As someone living in the Microsoft client programming world, it’s very hard not to get emotionally drawn into the Silverlight vs. HTML5 discussion in the aftermath of the PDC 2010. And so do I.
Silverlight is a failed attempt, and HTML5 is completely taking over its role.
I think the above statement is true for at least one of the original drivers behind the product. Silverlight was announced and marketed as an alternative to Flash for video playback and streaming. Silverlight version 1 could hardly do anything other – that probably means that powerful stakeholders had pushed the video capabilities of the platform to a higher priority than most anything else. If I had to guess the business driver I’d say I’d say they wanted their piece of the Youtube business model – ad-supported video delivery. Flash was at the time the only medium capable of delivering against that goal, so Microsoft put a lot of effort into making Silverlight the better video player. Just look at all the work they’ve put into codecs, DRM, and streaming. They went public with streaming the 2008 Olympics – you can’t really launch any bigger.
Well, that plan did not really fly so well. Silverlight could not become dominant over Flash, and now Flash is being driven out of the market – by the means of adding video playback capabilities directly into the browser. So in conclusion, Silverlight is a complete fail in what the people who pay for it regarded its primary use case.
Even with version 2, Microsoft’s vision for Silverlight was much more about media and gaming than about larger-scale applications. Again, this story is hardly a tale of triumph. Everyone was extremely excited when Linerider was ported to Silverlight, but that was kind of a solitary success (and the productive version is still in Flash).

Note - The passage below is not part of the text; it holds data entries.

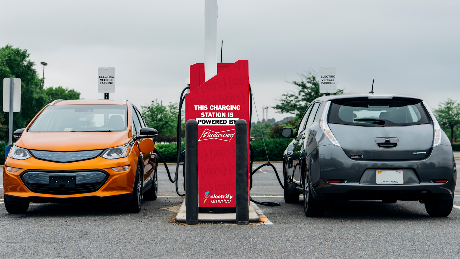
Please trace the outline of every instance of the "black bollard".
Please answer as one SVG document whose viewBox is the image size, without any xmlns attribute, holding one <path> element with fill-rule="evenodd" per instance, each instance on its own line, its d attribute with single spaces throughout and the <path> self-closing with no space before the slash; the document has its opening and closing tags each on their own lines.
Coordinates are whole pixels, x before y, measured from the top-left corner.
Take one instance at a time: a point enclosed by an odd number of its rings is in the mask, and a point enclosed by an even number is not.
<svg viewBox="0 0 460 259">
<path fill-rule="evenodd" d="M 236 157 L 236 224 L 247 224 L 249 221 L 247 167 L 247 124 L 240 119 L 235 123 Z"/>
<path fill-rule="evenodd" d="M 180 141 L 180 140 L 179 140 Z M 198 224 L 198 123 L 185 124 L 185 224 Z"/>
</svg>

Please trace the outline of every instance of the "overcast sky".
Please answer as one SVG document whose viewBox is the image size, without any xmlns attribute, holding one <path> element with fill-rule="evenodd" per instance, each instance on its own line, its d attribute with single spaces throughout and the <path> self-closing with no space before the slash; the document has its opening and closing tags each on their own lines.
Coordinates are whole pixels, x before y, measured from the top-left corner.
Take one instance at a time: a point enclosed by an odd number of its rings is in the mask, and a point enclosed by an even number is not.
<svg viewBox="0 0 460 259">
<path fill-rule="evenodd" d="M 336 67 L 338 87 L 414 95 L 432 109 L 460 100 L 460 1 L 218 0 L 223 61 L 249 60 L 259 116 L 297 73 Z M 2 1 L 0 46 L 27 49 L 45 87 L 102 99 L 98 68 L 115 67 L 110 99 L 177 102 L 204 61 L 204 0 Z M 218 48 L 220 51 L 220 47 Z M 220 53 L 219 53 L 220 54 Z M 219 55 L 220 57 L 220 54 Z M 286 114 L 268 111 L 277 120 Z M 253 121 L 256 120 L 255 114 Z"/>
</svg>

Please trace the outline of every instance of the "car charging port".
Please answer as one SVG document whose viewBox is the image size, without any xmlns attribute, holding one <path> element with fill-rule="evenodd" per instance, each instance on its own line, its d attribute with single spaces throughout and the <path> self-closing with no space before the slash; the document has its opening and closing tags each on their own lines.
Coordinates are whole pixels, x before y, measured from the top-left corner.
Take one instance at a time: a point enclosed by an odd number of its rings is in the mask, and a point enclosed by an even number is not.
<svg viewBox="0 0 460 259">
<path fill-rule="evenodd" d="M 346 182 L 346 180 L 328 180 L 328 183 L 345 183 Z"/>
</svg>

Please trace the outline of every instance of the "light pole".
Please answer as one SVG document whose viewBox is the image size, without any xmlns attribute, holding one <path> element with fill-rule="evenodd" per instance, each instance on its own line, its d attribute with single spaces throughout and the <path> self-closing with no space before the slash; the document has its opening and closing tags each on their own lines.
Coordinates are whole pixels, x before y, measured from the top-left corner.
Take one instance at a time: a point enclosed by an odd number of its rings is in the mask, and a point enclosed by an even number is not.
<svg viewBox="0 0 460 259">
<path fill-rule="evenodd" d="M 41 78 L 41 88 L 43 89 L 45 87 L 45 66 L 48 65 L 48 63 L 46 62 L 40 62 L 40 64 L 43 65 L 43 77 Z"/>
</svg>

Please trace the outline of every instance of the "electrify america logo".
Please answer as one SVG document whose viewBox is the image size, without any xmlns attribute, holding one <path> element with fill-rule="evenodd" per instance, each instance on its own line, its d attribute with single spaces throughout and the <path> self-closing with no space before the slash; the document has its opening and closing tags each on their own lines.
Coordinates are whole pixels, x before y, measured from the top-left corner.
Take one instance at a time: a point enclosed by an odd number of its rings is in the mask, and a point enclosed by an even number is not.
<svg viewBox="0 0 460 259">
<path fill-rule="evenodd" d="M 235 135 L 235 129 L 216 132 L 206 129 L 201 132 L 198 141 L 208 139 L 218 139 L 230 142 Z"/>
<path fill-rule="evenodd" d="M 206 200 L 207 200 L 207 198 L 209 198 L 209 192 L 206 192 L 204 193 L 204 202 L 203 202 L 203 203 L 206 202 Z"/>
<path fill-rule="evenodd" d="M 211 203 L 230 203 L 231 202 L 231 198 L 233 195 L 230 194 L 223 195 L 209 195 L 209 192 L 206 192 L 204 193 L 204 204 L 207 200 L 208 199 L 211 200 Z"/>
</svg>

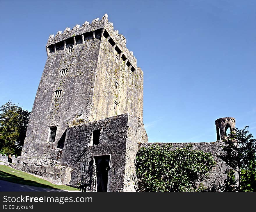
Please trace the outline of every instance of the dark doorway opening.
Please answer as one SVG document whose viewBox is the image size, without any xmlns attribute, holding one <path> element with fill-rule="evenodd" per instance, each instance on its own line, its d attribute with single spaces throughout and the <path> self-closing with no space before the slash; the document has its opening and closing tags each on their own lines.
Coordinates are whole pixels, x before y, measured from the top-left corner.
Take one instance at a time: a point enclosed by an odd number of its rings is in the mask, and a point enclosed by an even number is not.
<svg viewBox="0 0 256 212">
<path fill-rule="evenodd" d="M 100 135 L 100 130 L 97 130 L 93 131 L 93 145 L 99 145 L 99 136 Z"/>
<path fill-rule="evenodd" d="M 97 191 L 107 191 L 109 171 L 111 167 L 110 155 L 95 156 L 94 159 L 97 167 Z"/>
</svg>

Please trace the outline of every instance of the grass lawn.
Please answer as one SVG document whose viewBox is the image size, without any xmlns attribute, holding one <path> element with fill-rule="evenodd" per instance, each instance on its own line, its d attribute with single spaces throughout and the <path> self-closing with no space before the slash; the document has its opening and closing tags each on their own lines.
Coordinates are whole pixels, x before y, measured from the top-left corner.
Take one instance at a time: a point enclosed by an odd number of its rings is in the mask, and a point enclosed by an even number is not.
<svg viewBox="0 0 256 212">
<path fill-rule="evenodd" d="M 53 184 L 47 180 L 4 165 L 0 165 L 0 180 L 23 185 L 49 188 L 69 191 L 79 190 L 78 188 L 69 186 Z"/>
</svg>

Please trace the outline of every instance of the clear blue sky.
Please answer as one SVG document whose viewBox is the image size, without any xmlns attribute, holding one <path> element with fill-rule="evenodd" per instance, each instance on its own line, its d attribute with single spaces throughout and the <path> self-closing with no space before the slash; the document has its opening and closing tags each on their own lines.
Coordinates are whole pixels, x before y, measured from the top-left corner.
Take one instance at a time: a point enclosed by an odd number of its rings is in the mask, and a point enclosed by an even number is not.
<svg viewBox="0 0 256 212">
<path fill-rule="evenodd" d="M 50 34 L 105 13 L 144 72 L 150 142 L 212 142 L 233 117 L 256 137 L 256 1 L 0 0 L 0 105 L 31 111 Z"/>
</svg>

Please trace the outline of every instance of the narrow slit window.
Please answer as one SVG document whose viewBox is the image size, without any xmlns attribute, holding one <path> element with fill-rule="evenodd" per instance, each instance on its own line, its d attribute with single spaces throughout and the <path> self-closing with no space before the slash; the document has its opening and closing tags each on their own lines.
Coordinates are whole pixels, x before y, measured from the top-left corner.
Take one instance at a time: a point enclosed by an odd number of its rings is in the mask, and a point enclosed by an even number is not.
<svg viewBox="0 0 256 212">
<path fill-rule="evenodd" d="M 115 83 L 115 87 L 116 88 L 118 88 L 118 82 L 116 82 Z"/>
<path fill-rule="evenodd" d="M 55 141 L 56 136 L 56 133 L 57 130 L 57 127 L 50 127 L 50 137 L 49 142 L 50 143 L 54 143 Z"/>
<path fill-rule="evenodd" d="M 117 63 L 118 63 L 118 60 L 119 60 L 119 57 L 117 55 L 115 55 L 115 62 Z"/>
<path fill-rule="evenodd" d="M 84 172 L 85 171 L 85 164 L 83 164 L 83 168 L 82 169 L 82 170 L 83 172 Z"/>
<path fill-rule="evenodd" d="M 67 69 L 65 69 L 61 70 L 61 76 L 65 76 L 67 74 Z"/>
<path fill-rule="evenodd" d="M 130 73 L 129 74 L 129 79 L 130 80 L 131 80 L 131 79 L 132 78 L 132 74 L 131 73 Z"/>
<path fill-rule="evenodd" d="M 54 92 L 54 97 L 55 98 L 61 97 L 61 90 L 58 90 L 55 91 Z"/>
<path fill-rule="evenodd" d="M 73 48 L 74 47 L 74 46 L 72 46 L 67 48 L 67 53 L 70 53 L 73 50 Z"/>
<path fill-rule="evenodd" d="M 117 110 L 117 105 L 118 105 L 118 103 L 116 102 L 115 102 L 115 104 L 114 105 L 114 109 L 115 110 Z"/>
</svg>

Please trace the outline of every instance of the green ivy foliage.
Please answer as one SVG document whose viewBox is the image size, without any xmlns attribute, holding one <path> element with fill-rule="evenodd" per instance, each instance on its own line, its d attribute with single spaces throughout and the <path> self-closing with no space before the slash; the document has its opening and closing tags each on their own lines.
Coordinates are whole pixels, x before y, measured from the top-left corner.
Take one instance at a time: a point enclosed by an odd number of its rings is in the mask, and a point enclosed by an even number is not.
<svg viewBox="0 0 256 212">
<path fill-rule="evenodd" d="M 138 191 L 195 191 L 215 162 L 210 153 L 188 145 L 170 144 L 141 148 L 135 161 Z"/>
<path fill-rule="evenodd" d="M 9 101 L 0 107 L 0 153 L 20 155 L 30 113 Z"/>
</svg>

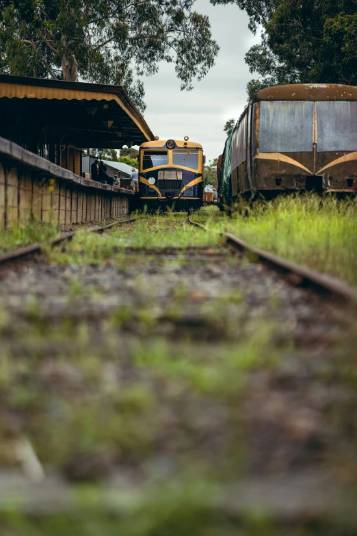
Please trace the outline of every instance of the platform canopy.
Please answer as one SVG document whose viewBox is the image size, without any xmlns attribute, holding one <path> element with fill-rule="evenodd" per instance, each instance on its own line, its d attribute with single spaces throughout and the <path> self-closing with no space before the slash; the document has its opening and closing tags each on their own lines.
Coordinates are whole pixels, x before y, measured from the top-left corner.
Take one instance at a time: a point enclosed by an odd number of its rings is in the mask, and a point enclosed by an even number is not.
<svg viewBox="0 0 357 536">
<path fill-rule="evenodd" d="M 14 141 L 19 117 L 30 118 L 36 131 L 55 129 L 62 143 L 78 147 L 121 149 L 154 139 L 120 86 L 0 75 L 0 113 L 1 135 Z"/>
</svg>

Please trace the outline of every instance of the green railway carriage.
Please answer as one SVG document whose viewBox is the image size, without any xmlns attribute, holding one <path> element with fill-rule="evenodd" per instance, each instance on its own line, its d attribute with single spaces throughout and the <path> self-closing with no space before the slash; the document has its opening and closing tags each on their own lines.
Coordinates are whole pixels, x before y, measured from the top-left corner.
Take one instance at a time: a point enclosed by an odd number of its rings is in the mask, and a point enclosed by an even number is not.
<svg viewBox="0 0 357 536">
<path fill-rule="evenodd" d="M 219 203 L 239 194 L 357 192 L 357 87 L 291 84 L 255 94 L 227 138 Z"/>
</svg>

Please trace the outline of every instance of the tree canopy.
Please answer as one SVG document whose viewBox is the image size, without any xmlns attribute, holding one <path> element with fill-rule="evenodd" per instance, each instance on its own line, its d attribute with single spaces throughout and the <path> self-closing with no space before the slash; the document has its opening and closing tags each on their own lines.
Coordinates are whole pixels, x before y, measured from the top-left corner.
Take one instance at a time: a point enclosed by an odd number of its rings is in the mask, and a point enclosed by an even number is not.
<svg viewBox="0 0 357 536">
<path fill-rule="evenodd" d="M 142 76 L 174 63 L 191 89 L 219 50 L 194 0 L 0 0 L 0 70 L 121 84 L 144 110 Z"/>
<path fill-rule="evenodd" d="M 357 84 L 357 0 L 211 0 L 235 3 L 261 42 L 246 55 L 252 94 L 295 83 Z"/>
</svg>

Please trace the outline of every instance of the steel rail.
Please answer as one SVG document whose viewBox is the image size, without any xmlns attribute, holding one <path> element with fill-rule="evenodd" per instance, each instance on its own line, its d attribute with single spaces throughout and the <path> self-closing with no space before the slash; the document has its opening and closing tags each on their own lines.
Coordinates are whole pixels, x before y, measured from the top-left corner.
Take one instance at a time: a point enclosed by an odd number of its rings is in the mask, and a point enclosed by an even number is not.
<svg viewBox="0 0 357 536">
<path fill-rule="evenodd" d="M 201 223 L 193 221 L 188 217 L 188 221 L 191 225 L 200 227 L 208 231 L 208 229 Z M 300 286 L 313 287 L 319 292 L 328 292 L 337 298 L 343 298 L 354 306 L 357 305 L 357 292 L 343 281 L 331 277 L 325 274 L 310 270 L 306 266 L 291 262 L 281 257 L 278 257 L 269 251 L 265 251 L 254 246 L 250 246 L 247 242 L 239 238 L 231 233 L 224 231 L 220 233 L 224 236 L 226 242 L 241 251 L 249 253 L 256 259 L 269 264 L 276 270 L 287 274 L 293 274 L 296 277 L 298 284 Z"/>
<path fill-rule="evenodd" d="M 138 218 L 131 218 L 128 220 L 118 220 L 118 221 L 113 222 L 113 223 L 109 223 L 107 225 L 103 225 L 101 227 L 93 227 L 88 229 L 89 233 L 103 233 L 114 225 L 120 225 L 121 223 L 129 223 L 137 220 Z M 76 231 L 71 231 L 69 233 L 65 233 L 57 238 L 54 238 L 53 240 L 50 240 L 48 242 L 32 244 L 30 246 L 25 246 L 23 248 L 18 248 L 13 251 L 7 251 L 5 253 L 0 255 L 0 265 L 5 264 L 7 262 L 12 262 L 17 261 L 24 257 L 32 255 L 33 253 L 38 253 L 41 251 L 44 246 L 56 246 L 57 244 L 60 244 L 65 240 L 71 240 L 76 234 Z"/>
</svg>

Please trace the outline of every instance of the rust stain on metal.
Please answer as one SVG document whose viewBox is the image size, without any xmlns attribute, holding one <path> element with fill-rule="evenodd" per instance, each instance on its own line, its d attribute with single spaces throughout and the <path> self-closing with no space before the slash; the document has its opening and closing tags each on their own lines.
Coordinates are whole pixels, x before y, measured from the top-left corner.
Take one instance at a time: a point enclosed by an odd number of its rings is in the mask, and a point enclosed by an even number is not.
<svg viewBox="0 0 357 536">
<path fill-rule="evenodd" d="M 312 171 L 298 162 L 298 160 L 294 160 L 293 158 L 291 158 L 289 156 L 287 156 L 287 155 L 283 155 L 282 153 L 258 153 L 255 157 L 264 160 L 276 160 L 278 162 L 281 160 L 281 162 L 286 164 L 292 164 L 293 166 L 301 168 L 307 171 L 308 173 L 313 174 Z"/>
<path fill-rule="evenodd" d="M 339 84 L 291 84 L 265 88 L 253 101 L 357 101 L 357 87 Z"/>
</svg>

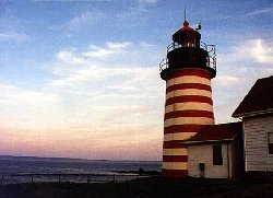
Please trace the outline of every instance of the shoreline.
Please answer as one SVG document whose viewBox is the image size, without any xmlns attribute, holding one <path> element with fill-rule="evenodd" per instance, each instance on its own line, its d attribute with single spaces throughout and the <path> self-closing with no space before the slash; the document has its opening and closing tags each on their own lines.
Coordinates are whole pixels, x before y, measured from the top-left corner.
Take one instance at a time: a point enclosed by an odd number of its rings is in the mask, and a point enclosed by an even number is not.
<svg viewBox="0 0 273 198">
<path fill-rule="evenodd" d="M 24 183 L 0 188 L 3 198 L 21 197 L 271 197 L 272 180 L 170 179 L 162 176 L 121 183 Z"/>
</svg>

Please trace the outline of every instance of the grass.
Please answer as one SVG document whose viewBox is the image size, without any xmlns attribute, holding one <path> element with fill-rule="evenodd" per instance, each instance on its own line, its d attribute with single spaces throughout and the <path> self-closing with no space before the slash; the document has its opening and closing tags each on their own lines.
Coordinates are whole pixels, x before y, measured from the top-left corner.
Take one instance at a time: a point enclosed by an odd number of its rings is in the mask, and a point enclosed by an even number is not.
<svg viewBox="0 0 273 198">
<path fill-rule="evenodd" d="M 168 179 L 162 176 L 124 183 L 28 183 L 3 186 L 3 198 L 67 197 L 273 197 L 272 180 Z"/>
</svg>

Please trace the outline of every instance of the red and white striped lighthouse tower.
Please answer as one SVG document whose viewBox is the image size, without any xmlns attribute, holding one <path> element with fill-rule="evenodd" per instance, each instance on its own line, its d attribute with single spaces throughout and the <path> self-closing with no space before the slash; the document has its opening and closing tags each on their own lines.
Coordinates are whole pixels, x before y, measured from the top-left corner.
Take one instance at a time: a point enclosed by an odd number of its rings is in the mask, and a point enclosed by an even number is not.
<svg viewBox="0 0 273 198">
<path fill-rule="evenodd" d="M 185 21 L 159 65 L 166 81 L 162 173 L 167 177 L 188 176 L 187 147 L 180 142 L 214 125 L 211 79 L 216 75 L 215 47 L 200 39 L 201 34 Z"/>
</svg>

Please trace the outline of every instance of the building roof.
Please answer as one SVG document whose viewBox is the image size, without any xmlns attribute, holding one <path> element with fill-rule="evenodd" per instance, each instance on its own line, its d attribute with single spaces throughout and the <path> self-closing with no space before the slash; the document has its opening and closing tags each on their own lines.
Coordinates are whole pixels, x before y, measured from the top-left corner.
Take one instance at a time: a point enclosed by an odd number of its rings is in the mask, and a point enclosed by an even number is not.
<svg viewBox="0 0 273 198">
<path fill-rule="evenodd" d="M 232 141 L 242 130 L 242 123 L 212 125 L 200 130 L 195 136 L 183 140 L 183 144 Z"/>
<path fill-rule="evenodd" d="M 233 113 L 233 117 L 246 117 L 264 113 L 273 113 L 273 75 L 256 81 Z"/>
</svg>

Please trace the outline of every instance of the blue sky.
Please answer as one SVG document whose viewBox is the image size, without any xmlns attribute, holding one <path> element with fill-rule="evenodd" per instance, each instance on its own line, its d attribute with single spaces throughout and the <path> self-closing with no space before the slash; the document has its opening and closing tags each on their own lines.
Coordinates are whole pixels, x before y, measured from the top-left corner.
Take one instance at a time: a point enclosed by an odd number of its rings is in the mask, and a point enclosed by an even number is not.
<svg viewBox="0 0 273 198">
<path fill-rule="evenodd" d="M 158 63 L 183 8 L 216 45 L 215 120 L 273 73 L 273 2 L 0 2 L 0 154 L 161 160 Z"/>
</svg>

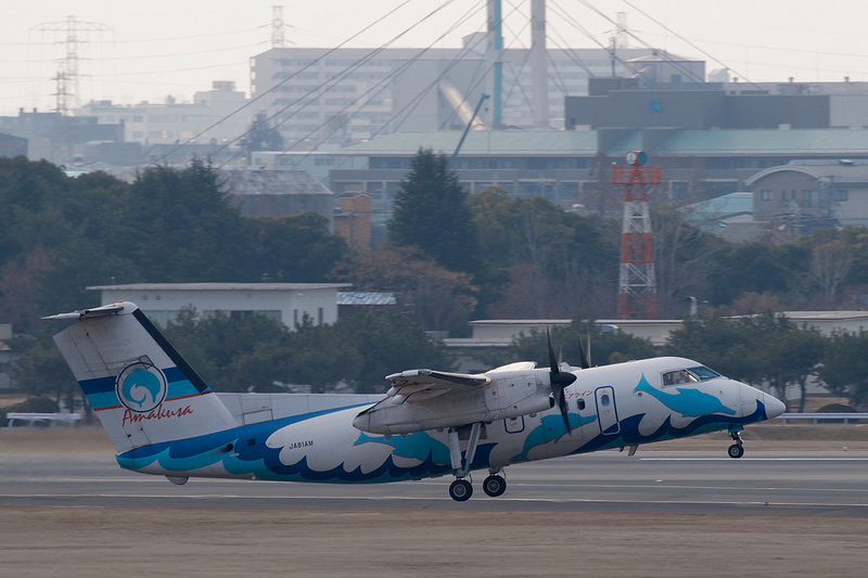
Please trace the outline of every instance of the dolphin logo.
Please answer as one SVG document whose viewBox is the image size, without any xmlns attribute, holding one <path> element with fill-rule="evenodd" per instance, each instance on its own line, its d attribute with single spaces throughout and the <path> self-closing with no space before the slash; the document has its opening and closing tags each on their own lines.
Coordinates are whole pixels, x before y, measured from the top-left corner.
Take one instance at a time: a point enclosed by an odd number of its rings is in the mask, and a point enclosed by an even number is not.
<svg viewBox="0 0 868 578">
<path fill-rule="evenodd" d="M 644 374 L 642 374 L 642 378 L 639 380 L 639 385 L 636 386 L 634 391 L 644 391 L 653 396 L 658 401 L 671 410 L 677 411 L 685 418 L 695 418 L 698 415 L 715 412 L 728 413 L 730 415 L 736 414 L 736 410 L 727 408 L 719 399 L 711 394 L 700 391 L 692 387 L 676 387 L 675 389 L 678 391 L 677 394 L 667 394 L 651 387 L 651 384 L 648 383 L 648 380 L 644 378 Z"/>
</svg>

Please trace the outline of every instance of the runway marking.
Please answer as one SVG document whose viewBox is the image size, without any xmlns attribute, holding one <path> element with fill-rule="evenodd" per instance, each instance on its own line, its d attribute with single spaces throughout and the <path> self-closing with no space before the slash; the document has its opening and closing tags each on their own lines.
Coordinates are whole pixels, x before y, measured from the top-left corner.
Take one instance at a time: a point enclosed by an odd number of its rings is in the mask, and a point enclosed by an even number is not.
<svg viewBox="0 0 868 578">
<path fill-rule="evenodd" d="M 732 462 L 732 458 L 639 458 L 642 462 Z M 740 458 L 739 462 L 868 462 L 868 458 Z"/>
<path fill-rule="evenodd" d="M 11 498 L 21 499 L 23 496 L 16 494 L 0 494 L 0 500 Z M 263 501 L 263 500 L 320 500 L 320 501 L 335 501 L 348 502 L 354 500 L 370 501 L 370 502 L 394 502 L 394 501 L 435 501 L 452 503 L 452 500 L 447 496 L 442 497 L 417 497 L 417 496 L 240 496 L 240 494 L 201 494 L 201 496 L 176 496 L 176 494 L 102 494 L 102 493 L 35 493 L 24 496 L 26 498 L 106 498 L 106 499 L 169 499 L 169 500 L 248 500 L 248 501 Z M 519 503 L 595 503 L 595 504 L 647 504 L 647 505 L 763 505 L 763 506 L 788 506 L 788 508 L 866 508 L 868 503 L 834 503 L 834 502 L 777 502 L 777 501 L 760 501 L 760 500 L 618 500 L 618 499 L 593 499 L 593 498 L 486 498 L 476 500 L 472 503 L 486 502 L 486 503 L 505 503 L 505 502 L 519 502 Z M 3 504 L 9 505 L 9 504 Z M 49 506 L 52 508 L 52 506 Z M 73 508 L 71 505 L 53 506 L 53 508 Z M 86 506 L 86 508 L 106 508 L 105 505 Z M 130 508 L 146 508 L 130 506 Z"/>
</svg>

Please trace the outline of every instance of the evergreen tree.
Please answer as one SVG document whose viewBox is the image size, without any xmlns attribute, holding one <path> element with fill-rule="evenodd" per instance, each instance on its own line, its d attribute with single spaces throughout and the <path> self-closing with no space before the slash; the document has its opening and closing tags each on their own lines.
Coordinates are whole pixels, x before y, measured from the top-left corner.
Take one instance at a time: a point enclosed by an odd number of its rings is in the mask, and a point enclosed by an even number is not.
<svg viewBox="0 0 868 578">
<path fill-rule="evenodd" d="M 447 157 L 420 149 L 395 194 L 387 242 L 419 247 L 451 271 L 476 272 L 480 245 L 467 196 Z"/>
</svg>

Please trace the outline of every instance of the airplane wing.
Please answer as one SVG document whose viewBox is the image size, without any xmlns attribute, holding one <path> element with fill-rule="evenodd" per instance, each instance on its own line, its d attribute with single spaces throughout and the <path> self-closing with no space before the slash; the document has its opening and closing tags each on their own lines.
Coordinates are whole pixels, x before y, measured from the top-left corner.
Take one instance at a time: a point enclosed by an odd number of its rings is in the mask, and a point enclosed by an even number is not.
<svg viewBox="0 0 868 578">
<path fill-rule="evenodd" d="M 386 375 L 386 380 L 392 382 L 386 396 L 394 397 L 399 403 L 431 399 L 449 391 L 471 391 L 492 383 L 485 375 L 432 370 L 403 371 Z"/>
</svg>

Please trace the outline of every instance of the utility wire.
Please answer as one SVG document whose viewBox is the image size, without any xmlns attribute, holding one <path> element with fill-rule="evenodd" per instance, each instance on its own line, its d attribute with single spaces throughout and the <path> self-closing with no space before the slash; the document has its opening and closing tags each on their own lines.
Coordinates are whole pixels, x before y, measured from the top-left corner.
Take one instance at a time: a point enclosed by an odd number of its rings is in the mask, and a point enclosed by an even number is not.
<svg viewBox="0 0 868 578">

For line of business application with a rich UI, Microsoft’s proposition was a WPF application with Click-Once-Deployment. The success of Silverlight as a platform for internal business applications seemed to come as a surprise, and some effort has been put into making the platform better suited for that purpose since.
So when Microsoft now announces they’re adjusting the vision and strategy for Silverlight, you could also read that of a confession of previous failure.